Grohe hat vom Einstieg der Finanzinvestoren profitiert. Seit dem damaligen Einstieg konnte Grohe den Umsatz Jahr für Jahr steigern und neue Wachstumsquellen in Fernost erschließen.

Dem entsprechend positiv fällt auch das Fazit des Grohe-Chefs David Haines aus. „Dank der Finanzinvestoren geht’s Grohe besser.“

Für die damals entlassenden Mitarbeiter ist das kein Trost – wohl aber für die, die bleiben konnten.

Auslandsgeschäft beschert Grohe Umsatzanstieg

Das sauerländische Unternehmen Grohe hat inzwischen weltweit mehr als 9000 Angestellte. Davon arbeiten gut ein Drittel bei der Tochter-Firma Joyou.

Im Jahr 2012 machte die Grohe Group einen Umsatz von rund 1,5 Mrd. €. Rund 15 % davon kommen aus dem Deutschland-Geschäft und die restlichen 85% aus dem Auslands-Geschäft.

Da ein wichtiger Teil des Auslandsgeschäfts außerhalb Europas erwirtschaftet wird, konnte Grohe die europäische Wirtschaftskrise gut umschiffen.

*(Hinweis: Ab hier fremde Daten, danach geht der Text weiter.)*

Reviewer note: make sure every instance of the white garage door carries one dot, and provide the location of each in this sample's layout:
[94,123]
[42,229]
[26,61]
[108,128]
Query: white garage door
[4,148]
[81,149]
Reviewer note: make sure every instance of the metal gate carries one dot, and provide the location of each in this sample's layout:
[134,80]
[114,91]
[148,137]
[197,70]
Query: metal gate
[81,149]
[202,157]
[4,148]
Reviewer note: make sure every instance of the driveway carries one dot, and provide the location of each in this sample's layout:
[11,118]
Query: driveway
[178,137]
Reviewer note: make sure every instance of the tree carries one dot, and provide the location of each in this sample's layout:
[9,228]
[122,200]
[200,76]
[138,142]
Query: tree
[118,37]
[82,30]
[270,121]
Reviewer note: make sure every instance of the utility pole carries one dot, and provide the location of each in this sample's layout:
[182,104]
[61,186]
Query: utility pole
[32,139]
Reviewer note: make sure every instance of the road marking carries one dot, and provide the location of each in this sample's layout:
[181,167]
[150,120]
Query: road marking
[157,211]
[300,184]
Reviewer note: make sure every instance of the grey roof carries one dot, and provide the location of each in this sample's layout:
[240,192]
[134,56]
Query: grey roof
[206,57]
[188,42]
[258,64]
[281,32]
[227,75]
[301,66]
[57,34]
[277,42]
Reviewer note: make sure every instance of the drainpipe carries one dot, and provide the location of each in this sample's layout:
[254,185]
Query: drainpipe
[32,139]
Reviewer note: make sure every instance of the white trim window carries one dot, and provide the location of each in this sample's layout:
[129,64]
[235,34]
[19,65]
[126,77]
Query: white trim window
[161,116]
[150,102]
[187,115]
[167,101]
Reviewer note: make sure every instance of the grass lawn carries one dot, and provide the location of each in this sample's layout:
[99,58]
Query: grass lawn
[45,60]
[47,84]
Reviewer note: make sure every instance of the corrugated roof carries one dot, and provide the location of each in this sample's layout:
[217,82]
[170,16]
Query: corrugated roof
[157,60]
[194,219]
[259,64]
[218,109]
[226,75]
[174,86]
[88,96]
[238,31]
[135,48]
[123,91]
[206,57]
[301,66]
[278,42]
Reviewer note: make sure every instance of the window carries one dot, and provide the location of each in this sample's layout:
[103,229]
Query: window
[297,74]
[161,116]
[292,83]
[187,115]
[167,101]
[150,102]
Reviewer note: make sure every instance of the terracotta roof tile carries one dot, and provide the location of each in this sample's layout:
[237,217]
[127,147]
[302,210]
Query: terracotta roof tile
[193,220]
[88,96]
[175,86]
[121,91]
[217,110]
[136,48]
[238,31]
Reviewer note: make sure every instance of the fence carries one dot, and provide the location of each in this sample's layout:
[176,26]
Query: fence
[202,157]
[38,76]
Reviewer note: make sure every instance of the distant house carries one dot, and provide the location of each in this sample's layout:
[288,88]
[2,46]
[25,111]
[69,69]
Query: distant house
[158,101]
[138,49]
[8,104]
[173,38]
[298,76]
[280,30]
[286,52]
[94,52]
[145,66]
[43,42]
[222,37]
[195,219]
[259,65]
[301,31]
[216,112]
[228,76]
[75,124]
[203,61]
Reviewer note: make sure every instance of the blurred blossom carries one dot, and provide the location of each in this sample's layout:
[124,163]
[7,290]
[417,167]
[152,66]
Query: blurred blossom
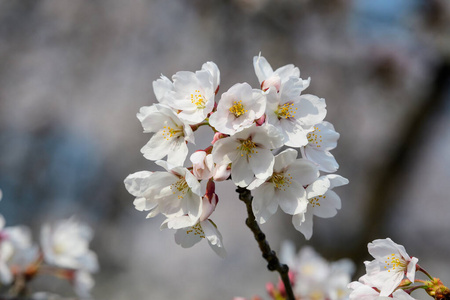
[314,277]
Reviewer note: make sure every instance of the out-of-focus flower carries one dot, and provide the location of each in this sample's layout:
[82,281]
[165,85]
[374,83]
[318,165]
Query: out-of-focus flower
[390,266]
[17,253]
[366,292]
[83,284]
[171,134]
[313,277]
[238,108]
[285,187]
[66,245]
[323,202]
[249,152]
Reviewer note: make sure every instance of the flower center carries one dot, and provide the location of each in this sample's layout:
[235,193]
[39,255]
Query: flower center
[314,138]
[196,230]
[180,187]
[169,132]
[286,111]
[247,147]
[395,262]
[198,100]
[281,181]
[237,109]
[316,200]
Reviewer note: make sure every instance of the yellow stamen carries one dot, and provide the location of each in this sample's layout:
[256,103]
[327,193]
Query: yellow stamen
[237,109]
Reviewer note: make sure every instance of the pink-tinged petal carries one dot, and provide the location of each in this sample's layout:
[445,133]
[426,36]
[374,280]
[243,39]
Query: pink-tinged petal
[268,136]
[324,159]
[180,222]
[362,292]
[225,151]
[337,180]
[241,173]
[329,203]
[193,205]
[411,268]
[295,135]
[284,159]
[143,204]
[288,71]
[187,237]
[304,171]
[264,204]
[151,118]
[261,163]
[263,69]
[161,87]
[401,295]
[193,183]
[137,183]
[292,200]
[214,71]
[390,282]
[177,152]
[214,238]
[318,187]
[290,89]
[312,110]
[304,227]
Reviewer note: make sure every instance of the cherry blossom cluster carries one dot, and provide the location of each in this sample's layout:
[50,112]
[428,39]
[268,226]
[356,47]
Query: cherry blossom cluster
[63,252]
[311,276]
[257,136]
[392,274]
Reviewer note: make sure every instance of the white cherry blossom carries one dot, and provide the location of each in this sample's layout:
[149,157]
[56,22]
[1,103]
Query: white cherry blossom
[269,78]
[141,185]
[249,152]
[294,114]
[204,229]
[390,266]
[16,251]
[171,134]
[191,94]
[284,187]
[66,244]
[238,108]
[321,140]
[323,202]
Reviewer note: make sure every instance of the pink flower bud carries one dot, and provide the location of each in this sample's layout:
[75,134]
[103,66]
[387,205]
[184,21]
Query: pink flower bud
[221,172]
[274,81]
[218,136]
[261,120]
[209,201]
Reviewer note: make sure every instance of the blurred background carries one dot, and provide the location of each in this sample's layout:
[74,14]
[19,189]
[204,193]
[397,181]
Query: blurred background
[73,75]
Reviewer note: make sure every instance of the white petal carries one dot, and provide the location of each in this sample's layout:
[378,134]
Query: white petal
[304,227]
[262,68]
[241,172]
[264,205]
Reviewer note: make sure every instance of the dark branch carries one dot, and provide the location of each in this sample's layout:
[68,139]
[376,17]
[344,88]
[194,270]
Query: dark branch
[268,254]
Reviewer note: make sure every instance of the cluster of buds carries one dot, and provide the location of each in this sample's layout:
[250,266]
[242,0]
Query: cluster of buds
[392,274]
[249,126]
[63,252]
[311,276]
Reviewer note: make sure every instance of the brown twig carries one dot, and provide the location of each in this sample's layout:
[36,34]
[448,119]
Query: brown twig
[268,254]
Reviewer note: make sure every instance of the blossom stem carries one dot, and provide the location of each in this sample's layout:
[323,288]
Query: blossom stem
[268,254]
[419,268]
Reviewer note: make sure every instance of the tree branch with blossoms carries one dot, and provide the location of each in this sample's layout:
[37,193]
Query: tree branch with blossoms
[249,125]
[268,254]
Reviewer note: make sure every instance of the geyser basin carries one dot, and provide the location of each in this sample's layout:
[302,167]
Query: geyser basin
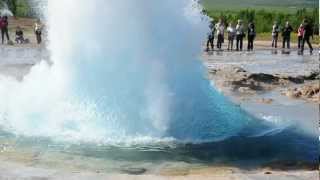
[127,74]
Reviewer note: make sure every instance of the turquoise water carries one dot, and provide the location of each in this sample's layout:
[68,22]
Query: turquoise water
[127,85]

An insgesamt neun Produktionsstätten fertigt Grohe seine Produkte an. Drei davon befinden sich in Deutschland und sechs im Ausland (Portugal, Thailand, Kanada und drei in China).

LIXIL wird nach Übernahme Marktführer

Der japanische Konzern Lixil befasst sich hauptsächlich mit dem Verkauf von Baustoffen und Wohngebäudeausstattung. Allein im aktuellen Geschäftsjahr machte der Konzern umgerechnet 10,8 Mrd. € Umsatz.

Die Japaner bekommen bei der Übernahme nicht nur Grohe, sondern auch die Grohe-Tochter Joyou.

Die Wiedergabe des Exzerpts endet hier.